先に述べたように、LED電流を個別に調整する、または少なくとも1つのLED電流を調整するというソリューションによって、製品の製造期間におけるロット間やブランド間のマッチングが向上します。ただし、これらのソリューションは一般的に非常に高価なICを必要とします。幸いなことに、完全なマッチングよりもコストが重要となる場合には、安価な低ドロップアウト(LDO)リニアレギュレータを使用することで、新しいLEDのロットごとに安定抵抗器を細かく調整せずにすむという十分な利点が得られます。図2は、中間電圧/電流調整モードでLDOを使用する方法を示しています。このモードでは、複数のLEDのいずれか1つのLEDの順方向電圧に応じて、自動的にバイアス電圧が変化します。
図2. 安価なLDOを追加してバイアス電圧を自動的に変化させることによって、ロット間やブランド間の白色LEDの変動に対する輝度マッチングが大幅に改善します。
図2の効果を実証するため、3社のメーカからそれぞれ3個の同一LEDを購入し、再度テストを行った結果を表2に示します。
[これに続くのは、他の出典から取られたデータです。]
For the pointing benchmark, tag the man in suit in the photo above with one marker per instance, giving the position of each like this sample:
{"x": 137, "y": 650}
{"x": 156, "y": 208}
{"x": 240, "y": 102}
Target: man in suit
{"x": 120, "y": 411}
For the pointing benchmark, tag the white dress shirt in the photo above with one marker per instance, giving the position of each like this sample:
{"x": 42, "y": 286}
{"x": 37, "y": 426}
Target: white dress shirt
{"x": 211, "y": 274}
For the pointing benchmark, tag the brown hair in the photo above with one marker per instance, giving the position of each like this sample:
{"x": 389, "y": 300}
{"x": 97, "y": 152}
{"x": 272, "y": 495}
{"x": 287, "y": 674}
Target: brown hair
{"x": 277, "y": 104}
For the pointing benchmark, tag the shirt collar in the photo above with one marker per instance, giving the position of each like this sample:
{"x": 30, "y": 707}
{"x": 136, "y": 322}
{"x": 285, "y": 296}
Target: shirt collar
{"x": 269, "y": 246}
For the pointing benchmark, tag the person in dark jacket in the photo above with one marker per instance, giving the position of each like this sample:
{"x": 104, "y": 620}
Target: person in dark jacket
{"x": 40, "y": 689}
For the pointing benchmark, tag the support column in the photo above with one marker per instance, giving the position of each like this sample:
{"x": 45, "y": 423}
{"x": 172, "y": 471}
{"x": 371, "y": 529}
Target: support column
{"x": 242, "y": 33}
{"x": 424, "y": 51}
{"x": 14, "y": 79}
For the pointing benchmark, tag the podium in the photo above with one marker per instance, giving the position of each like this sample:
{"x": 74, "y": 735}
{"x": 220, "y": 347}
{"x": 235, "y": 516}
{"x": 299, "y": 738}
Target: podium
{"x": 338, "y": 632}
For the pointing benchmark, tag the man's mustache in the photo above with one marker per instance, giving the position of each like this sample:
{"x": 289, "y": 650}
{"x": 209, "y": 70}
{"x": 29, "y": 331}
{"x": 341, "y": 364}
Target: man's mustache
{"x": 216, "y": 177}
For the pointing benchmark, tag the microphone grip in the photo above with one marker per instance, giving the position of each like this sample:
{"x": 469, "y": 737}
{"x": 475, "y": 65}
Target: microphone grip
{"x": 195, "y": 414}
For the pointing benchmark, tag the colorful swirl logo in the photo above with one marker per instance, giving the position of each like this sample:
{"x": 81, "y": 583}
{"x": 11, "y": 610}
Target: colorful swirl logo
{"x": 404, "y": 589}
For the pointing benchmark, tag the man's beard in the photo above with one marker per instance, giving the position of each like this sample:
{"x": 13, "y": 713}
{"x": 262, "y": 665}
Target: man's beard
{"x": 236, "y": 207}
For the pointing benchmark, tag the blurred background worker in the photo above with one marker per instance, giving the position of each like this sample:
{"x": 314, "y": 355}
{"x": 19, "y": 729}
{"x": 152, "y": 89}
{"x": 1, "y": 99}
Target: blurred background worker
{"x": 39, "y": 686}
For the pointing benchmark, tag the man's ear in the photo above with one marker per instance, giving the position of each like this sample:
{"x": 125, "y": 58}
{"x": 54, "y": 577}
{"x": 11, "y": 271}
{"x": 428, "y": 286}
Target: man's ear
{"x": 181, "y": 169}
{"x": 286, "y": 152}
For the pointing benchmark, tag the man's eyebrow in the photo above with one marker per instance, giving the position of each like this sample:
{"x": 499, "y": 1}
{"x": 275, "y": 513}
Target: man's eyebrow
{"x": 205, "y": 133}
同一ブランド内マッチングには妥協による若干の損失が見られますが(表1の0.54mAに対し0.77mA)、異なるブランド間のマッチングは340%改善されています(表1の3.27mAに対し0.96mA)。
表2. 図2の回路のマッチング性能を評価するために、3個の白色LEDからなる3つの同一ロットを再度テストしたところ、異なるブランド間のマッチングが大幅に改善されています。表1では3.27mAであった平均値の標準偏差が0.96mAになっています。
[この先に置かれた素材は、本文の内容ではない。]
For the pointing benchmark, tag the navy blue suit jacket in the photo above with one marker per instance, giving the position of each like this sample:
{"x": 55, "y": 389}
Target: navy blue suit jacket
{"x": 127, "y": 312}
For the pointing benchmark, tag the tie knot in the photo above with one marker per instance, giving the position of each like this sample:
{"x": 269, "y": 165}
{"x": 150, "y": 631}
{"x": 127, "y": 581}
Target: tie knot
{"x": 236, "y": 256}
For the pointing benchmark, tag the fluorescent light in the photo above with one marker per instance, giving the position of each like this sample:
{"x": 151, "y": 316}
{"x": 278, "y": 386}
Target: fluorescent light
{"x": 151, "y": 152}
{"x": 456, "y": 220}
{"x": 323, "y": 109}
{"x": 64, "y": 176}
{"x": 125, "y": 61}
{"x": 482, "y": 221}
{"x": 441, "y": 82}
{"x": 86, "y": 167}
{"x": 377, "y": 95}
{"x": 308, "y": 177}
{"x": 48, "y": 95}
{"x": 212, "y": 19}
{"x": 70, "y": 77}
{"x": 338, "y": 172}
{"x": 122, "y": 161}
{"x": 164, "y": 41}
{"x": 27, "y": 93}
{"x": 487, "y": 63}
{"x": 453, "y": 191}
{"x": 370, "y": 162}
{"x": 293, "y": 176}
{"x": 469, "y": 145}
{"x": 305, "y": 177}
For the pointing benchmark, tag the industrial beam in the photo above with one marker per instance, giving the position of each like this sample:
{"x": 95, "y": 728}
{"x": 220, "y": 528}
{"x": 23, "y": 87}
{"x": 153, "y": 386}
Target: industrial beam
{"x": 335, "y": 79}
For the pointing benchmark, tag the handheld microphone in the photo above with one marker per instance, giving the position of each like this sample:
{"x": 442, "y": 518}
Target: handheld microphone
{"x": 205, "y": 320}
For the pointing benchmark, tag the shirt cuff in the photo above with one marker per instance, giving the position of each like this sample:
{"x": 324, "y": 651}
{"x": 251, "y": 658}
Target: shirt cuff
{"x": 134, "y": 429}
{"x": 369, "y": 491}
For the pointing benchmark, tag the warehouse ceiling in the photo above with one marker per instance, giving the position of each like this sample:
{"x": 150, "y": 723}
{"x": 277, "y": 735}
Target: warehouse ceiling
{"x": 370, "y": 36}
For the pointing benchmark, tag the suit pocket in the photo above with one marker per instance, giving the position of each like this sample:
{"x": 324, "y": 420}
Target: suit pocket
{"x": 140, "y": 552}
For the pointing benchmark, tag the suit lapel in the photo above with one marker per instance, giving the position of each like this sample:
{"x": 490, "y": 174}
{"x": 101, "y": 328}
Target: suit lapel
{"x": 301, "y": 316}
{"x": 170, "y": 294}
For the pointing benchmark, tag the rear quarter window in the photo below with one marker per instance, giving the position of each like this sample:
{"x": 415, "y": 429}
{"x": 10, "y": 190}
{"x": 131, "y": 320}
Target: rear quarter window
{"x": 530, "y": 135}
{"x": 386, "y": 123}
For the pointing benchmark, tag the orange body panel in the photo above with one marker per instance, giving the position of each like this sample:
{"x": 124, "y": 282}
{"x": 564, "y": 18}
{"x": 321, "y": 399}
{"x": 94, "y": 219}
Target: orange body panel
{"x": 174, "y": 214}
図2のLDOは、MAX8863のような外部から調整可能なタイプでなければなりません。フィードバックスレッショルド(VSET)は1.25Vです。LDOはシャットダウンピンを備えており、オン/オフやPWMの調光制御に図1のNチャネルFETを必要としないため、小型のSOT23パッケージのLDOを追加することによって必要となるサイズやコストは部分的に相殺されます。LDOはこの他にもLED短絡保護や広範囲の入力電源電圧、さらには5V電源を他の回路と共有する場合におけるPSRRの向上などの利点を実現しています。さらに、ブランドAのLEDが「高温」で動作することがなくなり、電力消費によるストレス問題が軽減されます。
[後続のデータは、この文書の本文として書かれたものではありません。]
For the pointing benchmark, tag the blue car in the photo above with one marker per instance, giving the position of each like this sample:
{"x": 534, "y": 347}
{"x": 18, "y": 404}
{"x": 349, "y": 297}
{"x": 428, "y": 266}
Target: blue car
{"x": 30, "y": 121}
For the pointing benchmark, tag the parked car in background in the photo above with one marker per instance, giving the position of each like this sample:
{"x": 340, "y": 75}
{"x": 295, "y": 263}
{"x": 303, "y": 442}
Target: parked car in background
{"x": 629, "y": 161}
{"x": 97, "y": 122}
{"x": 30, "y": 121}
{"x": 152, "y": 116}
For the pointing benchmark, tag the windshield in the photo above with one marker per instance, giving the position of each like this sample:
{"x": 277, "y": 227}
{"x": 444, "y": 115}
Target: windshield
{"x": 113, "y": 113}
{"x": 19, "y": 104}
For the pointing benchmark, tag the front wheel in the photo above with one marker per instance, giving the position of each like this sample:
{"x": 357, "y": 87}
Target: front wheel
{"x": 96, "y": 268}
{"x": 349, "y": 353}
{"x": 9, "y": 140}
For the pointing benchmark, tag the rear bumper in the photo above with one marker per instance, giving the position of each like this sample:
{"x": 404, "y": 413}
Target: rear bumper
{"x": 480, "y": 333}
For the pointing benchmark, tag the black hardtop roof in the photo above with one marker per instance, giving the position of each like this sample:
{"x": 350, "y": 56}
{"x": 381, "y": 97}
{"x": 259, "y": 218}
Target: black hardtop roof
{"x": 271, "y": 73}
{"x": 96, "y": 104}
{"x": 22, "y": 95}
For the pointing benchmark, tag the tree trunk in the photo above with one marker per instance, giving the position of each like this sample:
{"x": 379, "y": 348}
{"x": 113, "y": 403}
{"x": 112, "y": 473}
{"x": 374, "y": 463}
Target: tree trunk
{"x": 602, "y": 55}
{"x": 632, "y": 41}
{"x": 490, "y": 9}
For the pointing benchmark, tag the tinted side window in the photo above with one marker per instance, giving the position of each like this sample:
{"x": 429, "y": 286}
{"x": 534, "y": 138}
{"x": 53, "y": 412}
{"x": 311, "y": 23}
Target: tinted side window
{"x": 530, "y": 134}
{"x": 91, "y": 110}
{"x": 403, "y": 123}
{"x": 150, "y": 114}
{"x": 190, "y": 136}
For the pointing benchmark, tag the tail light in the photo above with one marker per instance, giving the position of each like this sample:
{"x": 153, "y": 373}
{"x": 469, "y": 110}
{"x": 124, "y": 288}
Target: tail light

図3は、LED当り15mAになるように図2を変更する方法を示しています。これは、表面実装の白色LEDを使用するたいていのポータブルバックライトのアプリケーションで要求されるものです。MAX8863は、LED当り15mAで最大8個のLEDをサポートします。15mAでは、LEDの順方向電圧と安定抵抗器の両端電圧が低下するため、最小入力電圧も低くなります。
図3. MAX8863 LDOは、LEDにロット間やブランド間の変動があっても、優れた輝度マッチングによって、1~8個の白色LEDをLED当り15mAにて駆動することができます。
この記事は2002年11月号の雑誌「ECN」に掲載されています。